W wieku 12 lat przeniósł się z powrotem do Korei. W tym momencie historii, Korea była pod rządami Japonii od czasu aneksji w 1910 roku i praktyka koreańskich sztuk walki była marginalizowana, a czasami wręcz zakazana. Podobnie, wiele japońskich stylów zostało wprowadzonych do Korei i stało się najczęściej praktykowanymi. Oyama kontynuował swój trening w koreańskim stylu Kempo.
W wieku 15 lat przeniósł się do Japonii, zapisując się do szkoły lotniczej, aby zostać pilotem myśliwca. Ostatecznie przyjął japońskie nazwisko Masutatsu Oyama. Oyama to nazwisko rodziny, która przyjęła go do siebie, gdy mieszkał w Japonii. Masutatsu było japońską transliteracją „Baedal” innej nazwy starożytnego imperium Gojoseon w Korei.

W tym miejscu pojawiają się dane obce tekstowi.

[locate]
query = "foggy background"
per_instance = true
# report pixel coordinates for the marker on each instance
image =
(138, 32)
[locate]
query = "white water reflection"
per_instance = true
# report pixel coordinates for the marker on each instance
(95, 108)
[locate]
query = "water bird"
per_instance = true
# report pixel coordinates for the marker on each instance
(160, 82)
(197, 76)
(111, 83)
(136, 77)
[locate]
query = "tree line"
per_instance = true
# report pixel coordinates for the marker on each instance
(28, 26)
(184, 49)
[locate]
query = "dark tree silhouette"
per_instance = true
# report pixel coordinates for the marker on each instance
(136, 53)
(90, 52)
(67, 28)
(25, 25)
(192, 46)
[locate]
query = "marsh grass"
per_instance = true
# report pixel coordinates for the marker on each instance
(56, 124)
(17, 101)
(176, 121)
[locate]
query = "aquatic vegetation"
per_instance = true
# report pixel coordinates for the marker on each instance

W tym czasie Oyama rozpoczął treningi pod okiem Gichina Funakoshiego, którego będzie nazywał swoim prawdziwym nauczycielem Karate.
Życie w Japonii
Na Uniwersytecie Takushoku, Oyama trenował pod okiem Gichin Funakoshi, założyciela Shotokan Karate. W wieku 17 lat posiadał już drugi dan, a w wieku 20 lat, gdy zaciągnął się do japońskiej armii, czwarty. Trenował również (podobno) Judo uzyskując stopień 4 dan. Stopień ten jest powszechnie uznawany, choć niektórzy zaprzeczają, że kiedykolwiek trenował judo, twierdząc, że sam nigdy się do tego nie przyznał.

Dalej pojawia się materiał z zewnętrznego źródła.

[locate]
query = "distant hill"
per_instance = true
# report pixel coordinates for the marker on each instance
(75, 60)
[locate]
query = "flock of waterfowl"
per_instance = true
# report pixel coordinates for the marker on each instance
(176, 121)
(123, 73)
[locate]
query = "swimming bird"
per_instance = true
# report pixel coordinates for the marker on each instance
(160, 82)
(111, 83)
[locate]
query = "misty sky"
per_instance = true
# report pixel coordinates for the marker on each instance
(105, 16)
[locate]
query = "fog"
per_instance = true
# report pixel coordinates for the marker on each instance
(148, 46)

Oyama służył w Cesarskiej Armii Japońskiej podczas II wojny światowej, stacjonując w bazie lotniczej w pobliżu Tokio. Pod koniec wojny doszło do incydentu, w którym uderzył oficera, ale uznano, że nie zawinił, gdyż został przez niego sprowokowany. Z powodu tego incydentu miał zostać przeniesiony na Pacyfik, ale przeniesienie zostało wstrzymane przez kapitulację Japonii, kończącą II wojnę światową.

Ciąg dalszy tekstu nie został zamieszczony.